Unit Oriented Architecture

Benefits of Implementing Unit Oriented Architecture

Structuring an organization according to the UOA principles enables a digital enterprise to realize substantial benefits from modularity, visibility, and composability of its components. First, a unit-oriented enterprise is constructed from (semi-)independent, modular, interchangeable units. The units are constructed from modular facades and run declaratively defined processes. The modular, recursive enterprise structure consists of reasonably-sized, easy-to-replace elements with well-defined responsibilities. Second, digital technologies put an end to the invisible art of management. The digital enterprise provides visibility into both its structure and the runtime activities. Visible structure and behavior create and maintain constant pressure for the continuous improvement of the enterprise's digital image. Unit facades and interfaces, business rules and policies, business processes and information—everything has become digital and could have been visualized in many ways with remarkable clarity. Third, new business elements can be composed into the existing unit's structures. To serve a new type of customer, a new facade can be composed into the unit's boundary. A new interface can be composed into a facade. A new business process can be added to the unit's operations. Finally, and most importantly, a new unit can be composed into the orgnization's structure.

Figure 9.1. The business benefits of UOA Implementation

UOA provides the following benefits to the enterprise:

  • Reconfiguration and Transformation. UOA allows the accelerated implementation of a business strategy through the quick reconfiguration of the enterprise and redeployment of its resources.
  • Ownership. Every enterprise's digital asset is owned by one unit. A unit that owns its assets can develop and evolve independently. In the case when assets must be owned by more than one unit, the responsibilities and decision rights of each owner must be clearly defined.
  • Effectiveness. UOA begins top-down recursive enterprise decomposition by identifying an organization's purpose (an end) and a means to achieve the end. At the next decomposition level, a means of the enterprise becomes the end of a containing unit. The resulting means-end hierarchy presents an effectiveness view of the enterprise.
  • Efficiency. UOA explains that the main efficiency efforts should be made on the lowest levels of an enterprise hierarchy. Units that contain other units should focus on efficacy.
  • Efficacy. Efficacy is a measure of a unit's contribution towards the achievement of the parent unit's goals. UOA shows how containing units use leverage points to improve their performance.
  • Precision. Because units' interactions and operations are executed by computer, not by people, they must be defined precisely, but with the desired number of degrees of freedom.
  • Agility. Visibility into its modular structure and clear ownership enable the digital enterprise to quickly respond to change.
  • Development. The digital enterprise can incrementally increase its competence by quickly developing or acquiring a new capability and integrating it within the appropriate context.
  • Growth. The digital enterprise can quickly increase its size by cloning a business unit and aggregating it into an appropriate context.
  • Invention and innovation. The digital enterprise can create or find a new meaning and quickly implement it by modifying its digital structure.
  • Renovation. Being under constant pressure, the visible and modular digital enterprise structure can be frequently renovated and made more efficient during the continuous learning and adaptation process.
  • Employee engagement. BPM-coordinated and measured unit operations will relieve people from time-consuming and boring work on one side, and provide a factual basis for performance incentives, rewards, and recognition on the other side.
  • Customer engagement. Strong unit boundaries with directed, mediated, controlled, and measured interactions enable the creation of customer engagement strategies, e.g. enterprise gamification.

Key Points

UOA creates digital constructs that provide interactional and operational support to organizational units. An organizational unit is a social system, which represents a social technology phenomenon programmed to some purpose(s).

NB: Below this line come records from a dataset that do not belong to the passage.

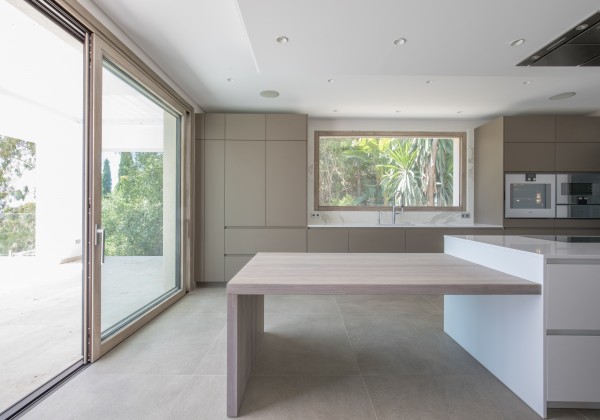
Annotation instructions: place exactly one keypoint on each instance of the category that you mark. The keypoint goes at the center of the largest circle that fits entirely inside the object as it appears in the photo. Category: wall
(367, 124)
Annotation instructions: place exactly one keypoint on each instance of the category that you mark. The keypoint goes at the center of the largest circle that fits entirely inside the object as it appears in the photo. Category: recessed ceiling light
(560, 96)
(269, 94)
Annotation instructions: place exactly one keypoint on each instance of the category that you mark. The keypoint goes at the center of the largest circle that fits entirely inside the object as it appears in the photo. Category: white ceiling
(462, 45)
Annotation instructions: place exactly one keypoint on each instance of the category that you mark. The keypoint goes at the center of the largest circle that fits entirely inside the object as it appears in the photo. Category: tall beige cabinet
(254, 182)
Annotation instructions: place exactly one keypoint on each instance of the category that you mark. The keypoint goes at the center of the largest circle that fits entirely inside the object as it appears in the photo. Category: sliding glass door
(137, 196)
(42, 200)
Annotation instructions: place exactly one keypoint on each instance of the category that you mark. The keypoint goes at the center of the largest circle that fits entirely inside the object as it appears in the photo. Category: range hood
(579, 46)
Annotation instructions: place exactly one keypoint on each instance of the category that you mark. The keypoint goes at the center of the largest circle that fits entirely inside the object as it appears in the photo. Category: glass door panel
(41, 202)
(139, 231)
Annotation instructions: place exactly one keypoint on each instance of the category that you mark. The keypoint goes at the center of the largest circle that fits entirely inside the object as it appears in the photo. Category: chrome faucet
(394, 211)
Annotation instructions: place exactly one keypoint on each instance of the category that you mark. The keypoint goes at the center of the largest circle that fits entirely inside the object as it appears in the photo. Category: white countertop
(404, 225)
(548, 248)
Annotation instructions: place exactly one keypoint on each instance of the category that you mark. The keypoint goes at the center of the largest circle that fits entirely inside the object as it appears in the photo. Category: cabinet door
(572, 297)
(244, 183)
(327, 240)
(428, 239)
(286, 183)
(529, 129)
(376, 240)
(245, 126)
(286, 127)
(530, 157)
(577, 129)
(573, 368)
(573, 157)
(251, 241)
(214, 216)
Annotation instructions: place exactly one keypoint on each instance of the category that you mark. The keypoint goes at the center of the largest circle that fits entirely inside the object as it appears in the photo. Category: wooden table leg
(245, 327)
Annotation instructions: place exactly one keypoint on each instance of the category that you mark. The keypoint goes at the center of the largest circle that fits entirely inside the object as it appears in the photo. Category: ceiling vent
(579, 46)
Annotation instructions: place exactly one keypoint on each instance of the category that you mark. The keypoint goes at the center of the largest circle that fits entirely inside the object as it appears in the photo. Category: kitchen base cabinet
(573, 369)
(248, 241)
(376, 240)
(327, 240)
(572, 297)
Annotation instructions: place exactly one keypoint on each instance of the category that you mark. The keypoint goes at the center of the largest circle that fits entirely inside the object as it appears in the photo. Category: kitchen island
(347, 273)
(545, 348)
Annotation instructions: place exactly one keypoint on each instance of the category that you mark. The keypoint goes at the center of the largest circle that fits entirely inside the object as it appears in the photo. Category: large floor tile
(175, 343)
(301, 304)
(591, 414)
(460, 397)
(306, 397)
(305, 345)
(406, 344)
(214, 361)
(115, 397)
(384, 304)
(205, 398)
(207, 299)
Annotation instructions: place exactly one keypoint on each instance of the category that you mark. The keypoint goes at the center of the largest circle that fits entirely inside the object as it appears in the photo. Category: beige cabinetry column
(244, 183)
(214, 198)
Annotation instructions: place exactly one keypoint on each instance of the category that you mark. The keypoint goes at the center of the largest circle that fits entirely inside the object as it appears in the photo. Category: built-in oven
(578, 196)
(529, 195)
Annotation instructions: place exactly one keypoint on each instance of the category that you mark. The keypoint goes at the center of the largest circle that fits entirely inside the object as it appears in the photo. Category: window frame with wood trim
(459, 142)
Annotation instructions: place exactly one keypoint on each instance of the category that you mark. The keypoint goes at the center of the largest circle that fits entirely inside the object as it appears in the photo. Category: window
(371, 171)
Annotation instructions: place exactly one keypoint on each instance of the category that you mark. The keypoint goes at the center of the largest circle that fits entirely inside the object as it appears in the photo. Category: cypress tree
(106, 179)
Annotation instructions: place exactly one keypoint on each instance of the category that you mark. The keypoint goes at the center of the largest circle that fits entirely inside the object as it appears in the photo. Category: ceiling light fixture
(560, 96)
(269, 94)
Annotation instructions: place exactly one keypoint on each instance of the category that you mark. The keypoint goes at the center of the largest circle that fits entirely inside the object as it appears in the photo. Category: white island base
(545, 348)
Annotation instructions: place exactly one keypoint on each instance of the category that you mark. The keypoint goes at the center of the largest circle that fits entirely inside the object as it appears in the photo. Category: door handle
(99, 239)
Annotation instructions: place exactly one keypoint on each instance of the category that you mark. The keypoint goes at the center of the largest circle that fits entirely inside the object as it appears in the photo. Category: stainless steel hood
(579, 46)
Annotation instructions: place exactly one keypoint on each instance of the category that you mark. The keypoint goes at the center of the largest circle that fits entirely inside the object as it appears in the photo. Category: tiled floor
(323, 357)
(41, 314)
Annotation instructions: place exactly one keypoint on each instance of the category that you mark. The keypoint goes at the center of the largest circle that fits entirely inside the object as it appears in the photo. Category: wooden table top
(363, 274)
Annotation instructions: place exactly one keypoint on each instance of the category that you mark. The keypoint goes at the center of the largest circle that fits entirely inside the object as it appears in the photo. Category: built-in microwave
(529, 195)
(578, 196)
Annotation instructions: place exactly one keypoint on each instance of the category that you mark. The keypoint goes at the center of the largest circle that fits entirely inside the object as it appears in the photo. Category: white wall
(371, 124)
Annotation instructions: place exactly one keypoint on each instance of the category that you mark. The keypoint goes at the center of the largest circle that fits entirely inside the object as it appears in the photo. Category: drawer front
(573, 369)
(573, 294)
(251, 241)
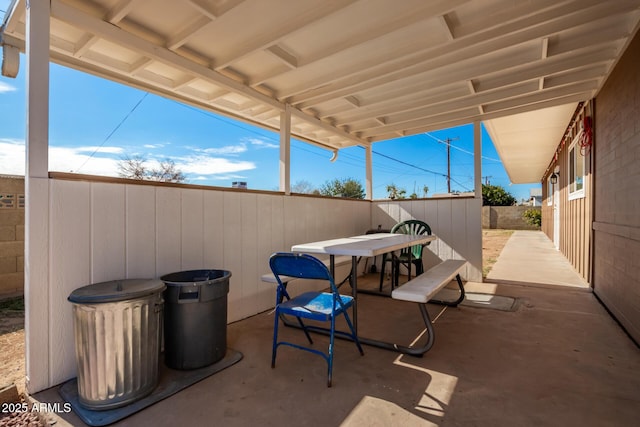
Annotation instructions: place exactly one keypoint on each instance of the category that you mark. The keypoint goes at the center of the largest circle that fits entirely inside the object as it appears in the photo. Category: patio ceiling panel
(359, 70)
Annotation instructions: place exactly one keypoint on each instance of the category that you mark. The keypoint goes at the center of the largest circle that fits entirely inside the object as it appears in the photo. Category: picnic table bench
(423, 288)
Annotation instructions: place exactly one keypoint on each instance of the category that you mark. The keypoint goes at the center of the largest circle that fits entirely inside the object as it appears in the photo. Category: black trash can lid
(116, 290)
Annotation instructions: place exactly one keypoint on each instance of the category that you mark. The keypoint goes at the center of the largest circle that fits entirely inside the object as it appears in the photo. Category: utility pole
(448, 143)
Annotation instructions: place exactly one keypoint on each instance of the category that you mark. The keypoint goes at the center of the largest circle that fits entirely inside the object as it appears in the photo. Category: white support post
(369, 172)
(477, 157)
(285, 150)
(36, 265)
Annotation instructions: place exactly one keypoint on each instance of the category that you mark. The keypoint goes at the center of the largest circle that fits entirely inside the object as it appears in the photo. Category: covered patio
(556, 358)
(334, 74)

UOA views the organization as an implementation of the Composite design pattern with every node treated either as a Composite (control unit) or a Leaf (functional unit).

Unit software must be as comfortable to an organizational unit as a house is to a family, a space station to an astronaut crew, or a battle tank to a fighting crew.

Each unit must have a formal [software] boundary, which represents a contract between the unit and other entities inside and outside of the organization.

Each unit runs its own operations implemented as executable business processes. Every process in the organization is owned by exactly one unit. A unit might engage another unit or organization to perform a task within the context of the process it owns.

UOA places a special emphasis on control units, which today often consist of just one or a few people, have inadequate information support, and, therefore, have become the weakest links in modern organizations.

UOA uses Systems Thinking for defining the problem, Organization Design for configuring both an enterprise and a composite unit, SOA for constructing unit boundaries, EDA for inter-unit communication, BPM for defining unit operations, and Business Rules for governance.